7 news trends and their effect on PR

With a 24/7 news cycle and social media’s emergence as a primary source of information (regardless of its validity), the public relations world just gets wilder and wackier.

If your job is to communicate with journalists, your duties are becoming more complicated because of these disturbing news media trends:

Trend No. 1: Media speculation

CNN has taken the sin of speculation to an all-time high with its 24/7 guessing game regarding the disappearance of Malaysia Flight 370.

In the future, you will spend more time than ever before responding to rumors. Combat this with more frequent crisis communications directly to your audiences.

Trend No. 2: Breaking news is broken, and there is nothing breaking

The phrase “breaking news” previously described events that were “breaking” at that very moment, such as a fire or explosion. Sadly, today news stations slap the moniker on whatever the first story of the newscast is, even if the event happened hours before.

This makes your job harder, because your little crisis might get portrayed as a much bigger crisis. You can’t afford to linger in your response and allow the media to blow things out of proportion.

Trend No. 3: Exclusive

Excessive use of the term “exclusive.” In its purest form, an exclusive is an interview all media outlets wanted but only one could get, revealing groundbreaking information.

Tread with caution that the one-on-one interview you give doesn’t get portrayed as something bigger than it really is.

Trend No. 4: Trending now

Social media trends are taking precedent over real news.

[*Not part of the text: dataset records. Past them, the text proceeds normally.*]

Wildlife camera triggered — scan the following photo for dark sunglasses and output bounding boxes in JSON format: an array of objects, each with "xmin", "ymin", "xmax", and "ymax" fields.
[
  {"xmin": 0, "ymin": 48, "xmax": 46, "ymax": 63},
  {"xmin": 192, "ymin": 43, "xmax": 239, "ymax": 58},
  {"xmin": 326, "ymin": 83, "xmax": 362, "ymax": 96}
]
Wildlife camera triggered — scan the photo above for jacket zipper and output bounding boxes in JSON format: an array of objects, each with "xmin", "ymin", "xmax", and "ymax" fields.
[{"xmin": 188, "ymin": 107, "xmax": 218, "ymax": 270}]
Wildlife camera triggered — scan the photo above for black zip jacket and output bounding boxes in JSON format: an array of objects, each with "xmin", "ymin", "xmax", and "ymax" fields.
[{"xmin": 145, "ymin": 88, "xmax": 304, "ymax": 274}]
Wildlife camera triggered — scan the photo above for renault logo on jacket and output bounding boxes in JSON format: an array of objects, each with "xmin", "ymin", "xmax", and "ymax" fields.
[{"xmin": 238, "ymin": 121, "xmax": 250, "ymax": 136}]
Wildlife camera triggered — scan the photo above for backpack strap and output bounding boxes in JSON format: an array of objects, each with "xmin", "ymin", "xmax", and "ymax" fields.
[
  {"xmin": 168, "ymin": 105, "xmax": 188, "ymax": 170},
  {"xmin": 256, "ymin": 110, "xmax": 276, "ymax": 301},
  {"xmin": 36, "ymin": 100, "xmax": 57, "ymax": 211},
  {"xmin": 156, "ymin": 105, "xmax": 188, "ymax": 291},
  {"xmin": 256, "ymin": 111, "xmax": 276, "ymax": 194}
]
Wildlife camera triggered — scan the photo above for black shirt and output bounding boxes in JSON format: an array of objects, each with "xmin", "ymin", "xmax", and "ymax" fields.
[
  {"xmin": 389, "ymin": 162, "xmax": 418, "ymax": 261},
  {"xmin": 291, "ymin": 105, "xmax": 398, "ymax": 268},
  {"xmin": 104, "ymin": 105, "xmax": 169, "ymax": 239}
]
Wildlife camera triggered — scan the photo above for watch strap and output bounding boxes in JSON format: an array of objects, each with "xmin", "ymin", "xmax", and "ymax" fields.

The “Today” show and “Good Morning America” feature special rooms where they focus on what’s trending. Local stations are wasting valuable airtime repeating fluff on social media.

When you pitch a news event in the future, you must make it more visual and trend-able.

Trend No. 5: Caught on camera

An increasing number of events are getting news coverage simply because they were captured on video. These days, if a tree falls in the woods and it’s not on video, it is not news. But if someone gets video, it could get airtime.

If someone captures compromising video of your executives, employees, or a mishap, you must be ready to respond with the speed of social media and not the slow pace of traditional corporate communications.

Trend No. 6: Social media backlash

News stations increasingly are reporting what people think and feel about various topics on social media. This makes your company face tougher scrutiny than ever, with potential damage to your reputation and revenue.

The time is now to rethink your social media and crisis communication strategies.

Trend No. 7: Unconfirmed reports

The phrase “has not confirmed” has been used over and over in recent broadcasts, specifically 187 times on “Morning Express with Robin Meade” (source: IQ Media). These news releases are unverified rumors, repeated from source to source.

This means you need a skilled staff or vendor who can monitor online content every minute of the day and well-trained spokespeople to fully address your scenarios.

Gerard Braud heads Braud Communications.